Researchers at the University of Michigan have developed a prototype wearable device that connects to a vein in the arm and continuously collects live cancer cells from a patient’s blood, screening much larger volumes, and could provide better information for planning treatments than those from a conventional biopsy. The blood pump sits in the top left corner of the device and the heparin injector runs along the near side. The green circuit boards control the blood pump, heparin injector and provide display data.
Sunitha Nagrath, Ph.D., associate professor of chemical engineering at U-M, who led the development of the device, said: “It’s the difference between having a security camera that takes a snapshot of a door every five minutes or takes a video. If an intruder enters between the snapshots, you wouldn’t know about it.”

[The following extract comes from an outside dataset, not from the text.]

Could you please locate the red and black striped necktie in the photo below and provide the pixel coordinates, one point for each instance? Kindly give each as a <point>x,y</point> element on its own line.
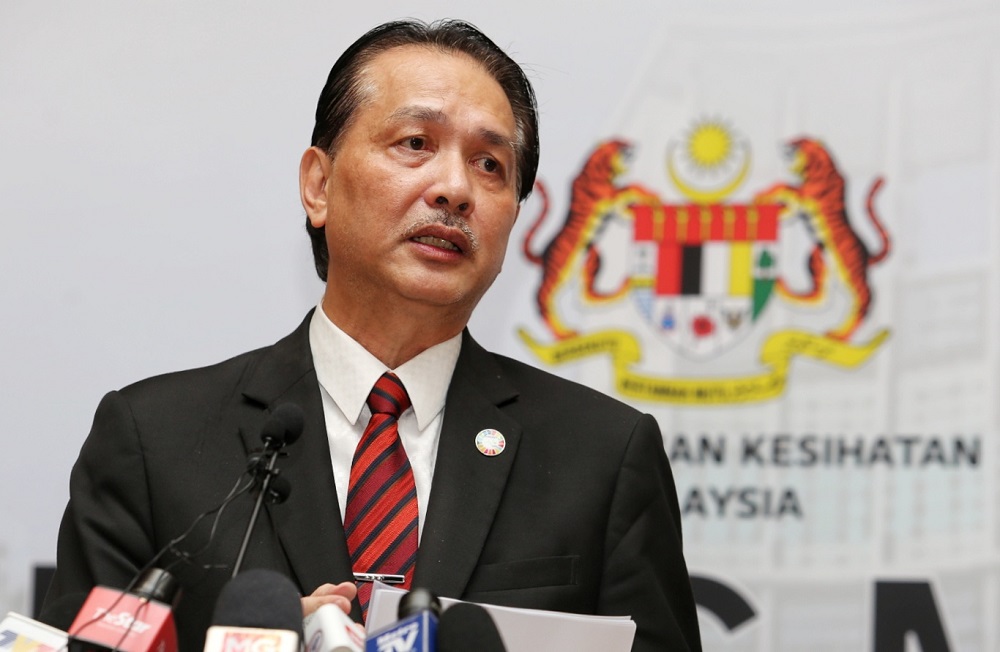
<point>381,516</point>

“Wearable device could diagnose and treat cancer more effectively“
Tae Hyun Kim, postdoctoral scholar at the California Institute of Technology, said: “The most challenging parts were integrating all of the components into a single device and then ensuring that the blood would not clot, that the cells would not clog up the chip, and that the entire device is completely sterile.”
Daniel F. Hayes, M.D., the Stuart B. Padnos Professor of Breast Cancer Research at the University of Michigan Rogel Cancer Center and senior author on the paper in Nature Communications, said: “Nobody wants to have a biopsy. If we could get enough cancer cells from the blood, we could use them to learn about the tumour biology and direct care for the patients. That’s the excitement of why we’re doing this.”